第二回戦の一戦目で轟との激闘でほぼ自傷ではあるものの、特に右腕がぼろぼろになっていたので試合終了後に緑谷の様子を見に行った麗日お茶子達から様子を聞いており、手術を行うほどだった事も知っている為、爆豪を除いた全員が緑谷を囲む。
騒ぎ出したクラスメイトをしり目に爆豪はステージに目を向ける。 酸で穴だらけになったステージの整備が終わり、第二回戦の最終試合である耳郎響香と庄田二連撃の試合が始まろうとしていた。
ステージに上がった二人が構えを取ったのを確認して、プレゼントマイクが試合開始を宣言する。
『第二回戦最終試合のゴングを鳴らすぜ! 近づく相手は全員シビレさせるパンクガール、耳郎響香! 見た目と個性で翻弄するスピードアタッカー、庄田二連撃! 準決勝をかけた戦いの開幕だ……いくぜぇ!?スリー、ツー、ワン、Fight!!』
開始の合図とともに庄田が響香に向かって走り出す。 イヤホンジャックを持ち上げていつでも突き刺せるように待ち構えている相手に構わず、彼は距離を詰めて接近戦へ持ち込もうとしている。
響香は相手が射程範囲に入ると同時にイヤホンジャックを伸ばす。 それを庄田は払いのけ、攻撃の届く距離まで詰めると正拳を打ち出した。 迫りくる拳を彼女は体を捻って躱し、そのまま回し蹴りを放つ。 その攻撃を庄田は腕で受けながら足へ向かって掌底を放ち響香の体勢を崩す。
響香は自分から転がって距離を取り、追撃せずに態勢を整えている相手を見てプレゼントマイクは包帯にまかれている同僚、相澤消太へ話しかけた。
『第一試合最終戦と同じような光景だが、どう思うミイラマン!』
『耳郎もサポートアイテムが無けりゃほぼ近接主体だ。 同じような殴り合いになるのは仕方ないだろ』
『サポートアイテム前提の個性ってのは今の風潮じゃマイナス評価だけどな!』
世論を述べるプレゼントマイクを相澤がじろりと睨みつけた。
『どれも使い方次第だ。 そもそも耳郎の個性は索敵ならば他よりも一つ頭抜けている補助寄り。 それで矢面に立つヒーローを目指すならサポートアイテムに頼るか体を鍛えるしかない』
『おっと個性はサポート寄りの耳郎だが、思いのほか食らいついているぞ! そろそろ庄田の個性が発動しそうだがリスナー諸君、予想はついたか!?』
実況が流れている間も選手二人のぶつかり合いは続いている。
庄田の攻撃をいなした響香は汗を拭いながら、相手の一挙一動を凝視して攻撃を受けないように立ちまわっていた。
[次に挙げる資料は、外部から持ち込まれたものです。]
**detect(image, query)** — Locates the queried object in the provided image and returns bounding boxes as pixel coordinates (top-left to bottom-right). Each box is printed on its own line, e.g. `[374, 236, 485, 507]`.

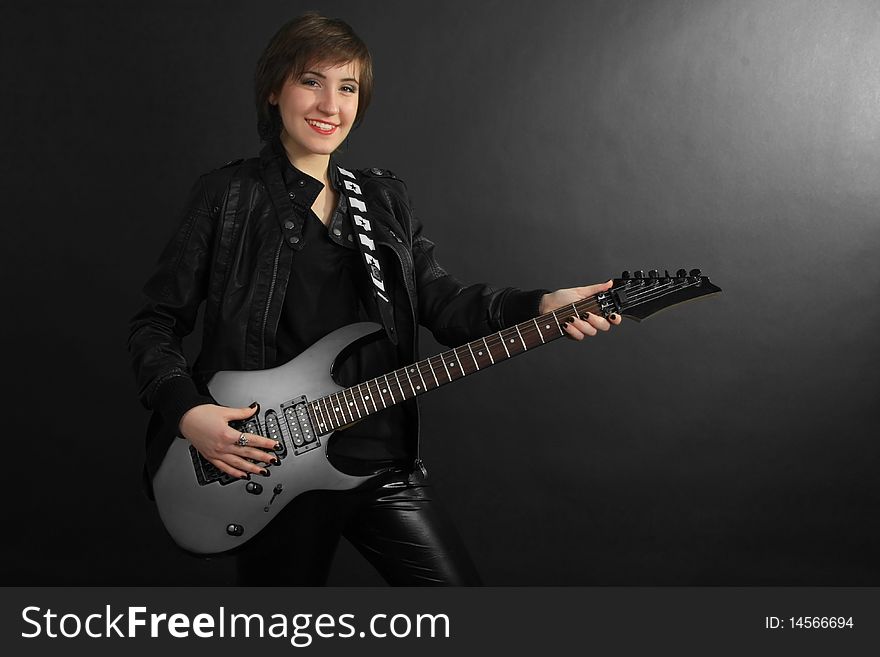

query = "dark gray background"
[0, 0, 880, 585]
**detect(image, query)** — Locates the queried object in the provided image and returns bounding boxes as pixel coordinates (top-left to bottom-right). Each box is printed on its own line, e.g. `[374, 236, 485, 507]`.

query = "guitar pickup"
[281, 397, 321, 456]
[266, 410, 287, 461]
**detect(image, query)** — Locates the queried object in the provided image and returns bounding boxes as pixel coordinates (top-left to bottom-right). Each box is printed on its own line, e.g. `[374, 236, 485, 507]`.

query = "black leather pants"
[236, 473, 482, 586]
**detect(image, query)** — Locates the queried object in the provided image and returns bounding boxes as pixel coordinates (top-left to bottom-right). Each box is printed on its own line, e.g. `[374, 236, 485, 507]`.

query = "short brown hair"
[254, 12, 373, 141]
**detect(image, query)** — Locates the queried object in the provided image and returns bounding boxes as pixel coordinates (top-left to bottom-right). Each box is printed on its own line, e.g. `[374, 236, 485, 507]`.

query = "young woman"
[129, 14, 620, 585]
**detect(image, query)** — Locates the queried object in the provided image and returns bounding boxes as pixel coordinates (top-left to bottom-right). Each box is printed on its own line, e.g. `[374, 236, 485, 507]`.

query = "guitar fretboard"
[308, 293, 615, 435]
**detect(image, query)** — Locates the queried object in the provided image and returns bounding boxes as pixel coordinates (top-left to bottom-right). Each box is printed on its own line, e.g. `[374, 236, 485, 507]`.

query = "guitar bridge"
[189, 445, 238, 486]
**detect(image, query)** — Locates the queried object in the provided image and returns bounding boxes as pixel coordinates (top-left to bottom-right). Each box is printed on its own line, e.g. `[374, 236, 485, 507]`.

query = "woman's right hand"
[179, 404, 278, 479]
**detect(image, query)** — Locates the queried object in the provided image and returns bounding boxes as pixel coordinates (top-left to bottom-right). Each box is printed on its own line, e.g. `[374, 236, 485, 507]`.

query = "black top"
[276, 158, 406, 473]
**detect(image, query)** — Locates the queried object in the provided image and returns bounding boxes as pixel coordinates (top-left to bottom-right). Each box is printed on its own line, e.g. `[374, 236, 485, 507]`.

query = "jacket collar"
[260, 139, 357, 250]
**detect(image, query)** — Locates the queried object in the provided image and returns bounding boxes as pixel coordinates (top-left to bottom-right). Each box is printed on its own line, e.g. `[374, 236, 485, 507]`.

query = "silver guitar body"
[153, 322, 380, 554]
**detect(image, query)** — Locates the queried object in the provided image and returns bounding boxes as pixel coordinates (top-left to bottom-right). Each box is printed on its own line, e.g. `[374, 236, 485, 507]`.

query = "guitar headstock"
[598, 269, 721, 322]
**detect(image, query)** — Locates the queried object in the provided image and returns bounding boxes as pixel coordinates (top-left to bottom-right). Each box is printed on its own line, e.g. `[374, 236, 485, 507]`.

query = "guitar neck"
[308, 294, 604, 435]
[308, 269, 721, 435]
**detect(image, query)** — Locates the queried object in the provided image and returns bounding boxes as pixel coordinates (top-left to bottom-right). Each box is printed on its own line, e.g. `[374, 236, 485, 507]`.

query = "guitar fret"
[365, 381, 379, 413]
[336, 390, 354, 424]
[373, 377, 388, 409]
[342, 388, 361, 420]
[532, 319, 544, 344]
[515, 324, 529, 351]
[550, 310, 565, 335]
[440, 354, 452, 383]
[310, 402, 327, 430]
[498, 331, 510, 358]
[394, 370, 406, 399]
[428, 358, 440, 388]
[405, 367, 418, 397]
[355, 383, 370, 415]
[452, 347, 467, 376]
[385, 374, 402, 404]
[321, 397, 339, 429]
[416, 363, 428, 392]
[483, 338, 495, 365]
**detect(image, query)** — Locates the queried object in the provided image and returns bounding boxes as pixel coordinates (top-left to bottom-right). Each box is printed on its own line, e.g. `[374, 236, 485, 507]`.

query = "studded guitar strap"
[336, 166, 397, 344]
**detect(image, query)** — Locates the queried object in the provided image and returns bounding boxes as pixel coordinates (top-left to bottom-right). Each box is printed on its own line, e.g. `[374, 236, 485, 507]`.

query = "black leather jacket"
[129, 146, 546, 482]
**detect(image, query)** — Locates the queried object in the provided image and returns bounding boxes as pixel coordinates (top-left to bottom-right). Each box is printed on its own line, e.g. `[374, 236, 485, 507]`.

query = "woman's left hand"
[539, 280, 621, 340]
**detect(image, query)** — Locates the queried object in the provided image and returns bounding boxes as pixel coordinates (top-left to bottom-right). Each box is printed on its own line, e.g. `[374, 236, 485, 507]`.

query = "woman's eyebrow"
[302, 71, 360, 84]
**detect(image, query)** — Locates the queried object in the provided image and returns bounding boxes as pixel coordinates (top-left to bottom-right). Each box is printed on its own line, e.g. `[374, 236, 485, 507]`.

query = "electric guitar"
[153, 269, 721, 554]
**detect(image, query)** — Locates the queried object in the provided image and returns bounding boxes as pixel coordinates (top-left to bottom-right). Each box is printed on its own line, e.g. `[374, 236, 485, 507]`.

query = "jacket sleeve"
[411, 200, 549, 346]
[128, 177, 216, 428]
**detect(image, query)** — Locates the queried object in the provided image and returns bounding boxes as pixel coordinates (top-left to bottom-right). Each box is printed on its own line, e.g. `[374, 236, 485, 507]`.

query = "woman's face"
[269, 62, 358, 158]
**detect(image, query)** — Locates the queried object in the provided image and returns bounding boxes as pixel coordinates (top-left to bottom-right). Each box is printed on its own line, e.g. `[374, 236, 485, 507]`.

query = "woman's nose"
[318, 91, 339, 114]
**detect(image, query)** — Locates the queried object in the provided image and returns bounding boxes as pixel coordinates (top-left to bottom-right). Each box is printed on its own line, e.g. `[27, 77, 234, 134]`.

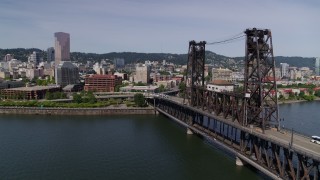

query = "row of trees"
[279, 90, 320, 101]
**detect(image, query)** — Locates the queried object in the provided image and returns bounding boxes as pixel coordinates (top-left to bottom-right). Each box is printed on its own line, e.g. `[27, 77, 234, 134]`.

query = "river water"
[0, 102, 320, 180]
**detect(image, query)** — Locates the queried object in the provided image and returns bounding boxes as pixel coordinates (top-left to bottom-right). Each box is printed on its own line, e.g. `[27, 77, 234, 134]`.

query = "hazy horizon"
[0, 0, 320, 57]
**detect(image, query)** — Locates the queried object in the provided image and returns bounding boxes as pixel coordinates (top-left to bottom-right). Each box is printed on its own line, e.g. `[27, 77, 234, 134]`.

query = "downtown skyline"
[0, 0, 320, 57]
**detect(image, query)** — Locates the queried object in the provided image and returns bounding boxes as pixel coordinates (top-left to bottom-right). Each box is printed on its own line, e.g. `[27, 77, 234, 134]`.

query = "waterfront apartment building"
[55, 61, 79, 88]
[212, 68, 232, 81]
[0, 86, 61, 100]
[54, 32, 70, 66]
[84, 74, 122, 92]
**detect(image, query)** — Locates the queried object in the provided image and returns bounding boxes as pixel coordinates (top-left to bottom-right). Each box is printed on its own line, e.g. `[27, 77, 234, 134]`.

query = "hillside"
[0, 48, 314, 69]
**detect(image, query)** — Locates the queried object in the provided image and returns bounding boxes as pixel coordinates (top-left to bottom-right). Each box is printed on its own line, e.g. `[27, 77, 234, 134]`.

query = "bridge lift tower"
[183, 41, 206, 106]
[243, 28, 280, 132]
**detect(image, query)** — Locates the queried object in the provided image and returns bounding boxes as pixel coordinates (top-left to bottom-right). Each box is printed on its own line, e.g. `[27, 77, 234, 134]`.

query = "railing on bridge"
[149, 28, 320, 179]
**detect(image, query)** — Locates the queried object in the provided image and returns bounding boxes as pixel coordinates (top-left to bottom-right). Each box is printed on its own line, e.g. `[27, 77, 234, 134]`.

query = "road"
[154, 96, 320, 161]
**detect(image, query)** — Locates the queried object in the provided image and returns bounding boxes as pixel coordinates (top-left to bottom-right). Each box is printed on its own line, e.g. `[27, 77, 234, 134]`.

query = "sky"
[0, 0, 320, 57]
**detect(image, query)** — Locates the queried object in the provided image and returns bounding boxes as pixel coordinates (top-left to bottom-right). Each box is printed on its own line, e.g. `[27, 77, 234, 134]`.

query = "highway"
[157, 96, 320, 161]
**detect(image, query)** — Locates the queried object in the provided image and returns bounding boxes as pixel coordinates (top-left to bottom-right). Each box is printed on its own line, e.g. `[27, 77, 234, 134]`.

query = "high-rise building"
[47, 47, 55, 63]
[280, 63, 289, 78]
[3, 54, 13, 62]
[84, 74, 122, 92]
[134, 64, 151, 83]
[54, 32, 70, 66]
[113, 58, 124, 69]
[315, 57, 320, 76]
[55, 61, 79, 87]
[28, 51, 40, 65]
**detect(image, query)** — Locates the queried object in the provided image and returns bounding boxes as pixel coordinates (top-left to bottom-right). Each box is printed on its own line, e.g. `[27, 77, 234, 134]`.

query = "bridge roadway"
[157, 96, 320, 161]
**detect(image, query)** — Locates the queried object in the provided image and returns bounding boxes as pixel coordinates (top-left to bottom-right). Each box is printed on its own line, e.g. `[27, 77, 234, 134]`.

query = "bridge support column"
[236, 157, 244, 166]
[187, 128, 193, 135]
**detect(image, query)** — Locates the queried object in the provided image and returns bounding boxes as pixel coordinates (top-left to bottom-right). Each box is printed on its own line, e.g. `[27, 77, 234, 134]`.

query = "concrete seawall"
[0, 107, 155, 115]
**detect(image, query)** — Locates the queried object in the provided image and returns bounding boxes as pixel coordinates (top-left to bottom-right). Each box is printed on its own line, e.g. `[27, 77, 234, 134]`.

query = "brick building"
[84, 74, 122, 92]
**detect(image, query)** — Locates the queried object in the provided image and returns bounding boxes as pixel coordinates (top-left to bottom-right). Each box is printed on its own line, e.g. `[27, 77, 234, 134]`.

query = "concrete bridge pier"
[236, 157, 244, 166]
[187, 128, 193, 135]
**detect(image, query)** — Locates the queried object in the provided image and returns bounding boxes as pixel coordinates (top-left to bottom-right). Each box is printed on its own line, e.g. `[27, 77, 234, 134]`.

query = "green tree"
[133, 93, 146, 107]
[299, 91, 305, 98]
[159, 84, 166, 92]
[45, 92, 53, 100]
[72, 93, 82, 103]
[178, 81, 187, 97]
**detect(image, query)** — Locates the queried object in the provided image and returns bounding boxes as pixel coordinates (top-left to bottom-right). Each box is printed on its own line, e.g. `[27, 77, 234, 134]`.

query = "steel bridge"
[147, 28, 320, 180]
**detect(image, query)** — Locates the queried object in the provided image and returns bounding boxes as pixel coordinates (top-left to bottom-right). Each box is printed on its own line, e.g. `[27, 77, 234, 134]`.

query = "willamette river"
[0, 102, 320, 180]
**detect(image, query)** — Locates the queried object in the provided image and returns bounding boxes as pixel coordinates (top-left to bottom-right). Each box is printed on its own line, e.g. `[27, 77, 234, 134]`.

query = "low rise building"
[0, 86, 61, 100]
[84, 74, 122, 92]
[120, 86, 159, 93]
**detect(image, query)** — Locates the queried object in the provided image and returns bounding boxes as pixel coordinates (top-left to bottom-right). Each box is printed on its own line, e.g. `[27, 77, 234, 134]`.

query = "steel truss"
[184, 41, 206, 106]
[152, 97, 320, 180]
[244, 28, 279, 132]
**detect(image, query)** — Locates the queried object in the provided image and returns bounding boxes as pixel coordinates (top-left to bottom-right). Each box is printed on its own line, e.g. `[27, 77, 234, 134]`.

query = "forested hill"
[0, 48, 314, 69]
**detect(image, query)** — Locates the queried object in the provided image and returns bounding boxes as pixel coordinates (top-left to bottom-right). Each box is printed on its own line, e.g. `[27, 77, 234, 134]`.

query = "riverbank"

控室に行く前に砂藤力道から貰った助言の言葉を彼女は思い返す。
(唐突な衝撃は攻撃を受けていた場所に起きる。 使用条件は恐らく攻撃を当てる事。 しかも任意発動っぽいとか、砂藤と違って軽いアタシじゃどうしようもないし、あの時のヴィランよりかは目で追えるけど体の反応が追い付かない!)
敵襲撃時に相対したヴィランによって一方的にサンドバックにされた時と比べれば圧倒的に遅い攻撃。 しかし尾白猿夫との訓練でもあしらわれる程度の響香にとって、見えるが反応しきれない状況はもどかしいものだった。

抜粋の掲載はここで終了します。